La preuve est là : les gens ne voyagent plus pour regarder, mais pour prendre des photos... L' énorme erreur  que j'avais donc commise, en suggérant à Clopin une visite à Giverny en pleine Pentecôte, c'est-à-dire là où l'affluence est, de toute l'année, une des plus fortes, était donc source d'une expérience  pleine d'enseignement  : plonger  ce jour-là, en 2016, un photographe sur les terres de Monet (Money ?) , c'était l'exposer non seulement à une marée humaine, mais  en plus une armée humaine armée d'appareils photos.

De quoi être narquoise, moi qui n'ai JAMAIS pris de photos : pour une fois, le regard singulier était de mon côté, et non du sien. Partout où il braquait son appareil,  il était précédé  !  Aucune chance, apparemment, d'ajouter quoi que ce soit de pertinent ou de personnel  à ce raz-de marée d'images, toutes les mêmes, toutes tentatives de capturer quelque chose de l'ordre de l'universel : le jardin d'un peintre...

Les prospectus nous demandaient de "nous projeter" à l'époque du peintre, quand sa grande famille entrait et sortait de la maison verte, se répandait dans les jardins, pendant que la pièce d'eau prenait forme : mais comment faire, bon sang, quand le site est si peuplé qu'il faut toute la beauté des fleurs, le sineux des allées, les oiseaux présents, pour conserver une toute petite apparence de paix ? Certes, à Giverny, les enfants sont moins excités qu'au parc Astérix, et disons que tous ressentent la nécessité d'éviter les papiers gras par terre, les interjections sur fond de bonnes blagues - tous, ici, même se pressant, inévitables, sur le petit pont japonais, tentent de faire sourire leur âme...

Mais tous aussi cliquent à perdre haleine...

 

Images

 

Qu'allait donc faire Clopin ici ? Il existe une toile de Jérôme Bosch, "l'enfer musical" - nous n'étions pas loin, ici, d'une sorte de paradoxal "enfer des images". Pardoxal, parce que malgré tout, le jardin de Giverny est irréductible, et garde sa beaué - mais qu'est-ce que Clopin allait bien pouvoir faire de tout cela ?
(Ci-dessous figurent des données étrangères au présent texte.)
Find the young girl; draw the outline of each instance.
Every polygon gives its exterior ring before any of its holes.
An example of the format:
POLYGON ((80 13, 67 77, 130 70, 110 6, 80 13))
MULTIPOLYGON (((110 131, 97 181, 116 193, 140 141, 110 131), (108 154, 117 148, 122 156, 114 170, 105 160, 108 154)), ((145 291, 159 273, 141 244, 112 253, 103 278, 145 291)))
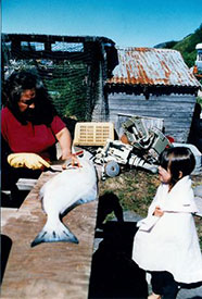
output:
POLYGON ((186 147, 160 157, 161 185, 147 219, 138 223, 132 259, 151 273, 150 299, 174 299, 180 283, 202 282, 202 256, 192 213, 198 211, 190 173, 194 155, 186 147), (161 297, 162 296, 162 297, 161 297))

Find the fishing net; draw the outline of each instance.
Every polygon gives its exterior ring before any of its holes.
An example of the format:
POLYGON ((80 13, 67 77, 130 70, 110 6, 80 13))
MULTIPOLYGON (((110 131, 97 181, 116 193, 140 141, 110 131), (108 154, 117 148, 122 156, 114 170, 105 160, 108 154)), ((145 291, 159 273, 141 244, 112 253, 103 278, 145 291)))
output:
POLYGON ((2 35, 2 82, 16 70, 35 72, 59 115, 91 121, 108 76, 103 45, 113 42, 98 37, 2 35))

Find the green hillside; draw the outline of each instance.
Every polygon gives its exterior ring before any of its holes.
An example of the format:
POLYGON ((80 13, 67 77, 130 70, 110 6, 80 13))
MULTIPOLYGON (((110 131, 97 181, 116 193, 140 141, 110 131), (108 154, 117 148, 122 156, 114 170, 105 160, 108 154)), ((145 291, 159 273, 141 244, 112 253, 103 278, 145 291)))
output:
POLYGON ((194 65, 197 58, 195 45, 200 42, 202 42, 202 24, 193 34, 186 36, 182 40, 166 41, 155 46, 154 48, 174 49, 179 51, 186 64, 191 67, 194 65))

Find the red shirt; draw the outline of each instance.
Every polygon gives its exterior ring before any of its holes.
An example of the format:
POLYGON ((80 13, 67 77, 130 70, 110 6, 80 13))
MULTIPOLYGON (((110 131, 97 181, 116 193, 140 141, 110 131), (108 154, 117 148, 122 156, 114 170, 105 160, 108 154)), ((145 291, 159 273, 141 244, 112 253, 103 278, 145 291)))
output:
POLYGON ((12 152, 34 152, 46 158, 47 150, 56 141, 55 134, 64 127, 59 116, 53 117, 50 127, 30 122, 22 125, 8 108, 1 111, 1 134, 12 152))

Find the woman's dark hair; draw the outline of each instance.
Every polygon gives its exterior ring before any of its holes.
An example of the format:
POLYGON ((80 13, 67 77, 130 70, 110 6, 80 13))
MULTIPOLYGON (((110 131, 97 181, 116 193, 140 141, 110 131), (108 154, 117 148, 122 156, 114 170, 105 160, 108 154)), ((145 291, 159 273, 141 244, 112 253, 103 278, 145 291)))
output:
POLYGON ((174 186, 179 180, 180 172, 182 177, 191 174, 195 166, 195 158, 187 147, 172 147, 160 154, 160 165, 171 171, 171 184, 174 186))
POLYGON ((26 124, 22 113, 18 110, 18 101, 21 95, 26 89, 35 88, 35 120, 36 124, 47 124, 53 120, 56 114, 54 107, 51 103, 47 89, 45 88, 42 80, 34 73, 27 71, 13 72, 7 79, 3 86, 4 105, 8 107, 15 117, 22 123, 26 124))

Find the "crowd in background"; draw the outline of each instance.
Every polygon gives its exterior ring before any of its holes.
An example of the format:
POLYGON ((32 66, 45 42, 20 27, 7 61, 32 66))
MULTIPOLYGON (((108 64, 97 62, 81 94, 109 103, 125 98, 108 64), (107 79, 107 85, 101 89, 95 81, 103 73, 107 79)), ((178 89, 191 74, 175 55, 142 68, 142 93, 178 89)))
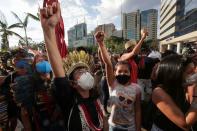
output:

J'eus la réponse assez rapidement :

SUITE !

Pendant que je m'asseyais dès que je  le pouvais sur les bancs verts , en me promettant de revenir, que je tentais, comme tout le monde, de deviner le nom de centaines d'espèces de fleurs croissant ici, que je ne pouvais m'empêcher de fermer les yeux, histoire d'échapper un instant  à la foule en me rémémorant  les tableaux du peintre, puis de les rouvrir en une vaine confrontation de l'oeuvre et de la réalité, Clopin, lui, gambadait dans le sociologique. Les allées de Giverny bruissaient du pépiement des oiseaux et des babils du monde entier, mais surtout  le   japonais (et pour cause...). Donc, Clopin photographiait ce qu'il y avait à voir :

 

Givenippons

prouvant ainsi que, quelque soit la circonstance, son regard est bienveillant (car ils sont charmants ces deux-là, n'est-ce pas ?)

Et puis, sur une suggestion qui a glacé Clopin d'horreur (j'avis exprimé mon intention de revenir ici, mais SOUS LA PLUIE, ce qui, pour un photographe, est à la fois un non-sens et un défi impossible à tenir), je l'ai vu changer, non son fusil, mais son appareil d'épaule...

Et voici donc l'exploit qu'il a réussi à tenir, horrifié à l'idée de revenir là sans pouvoir capturer, lui aussi, l'endroit (j'avoue qu'en fait, l'idée d'être exempte de ce réflexe grégaire ne me déplaît pas tant que ça, et que j'irai peut-être toute seule, finalement, voir Giverny sans le photographier !!!) : des images comme celles-ci :

 

Tulipes

Douanier rousseau

Bambous

ou envore cette fenêtre ouverte-là :

 

Fenetres

 

(comme quoi, de la contrainte, ici photographier Giverny SANS touristes) naît l'imagination !

Commentaires (1)

gina
  • 1. gina | 22/05/2016

Merveilleuses photos Clopine et tristes touristes qui ne voient que par l'intermédiaire de l'objectif.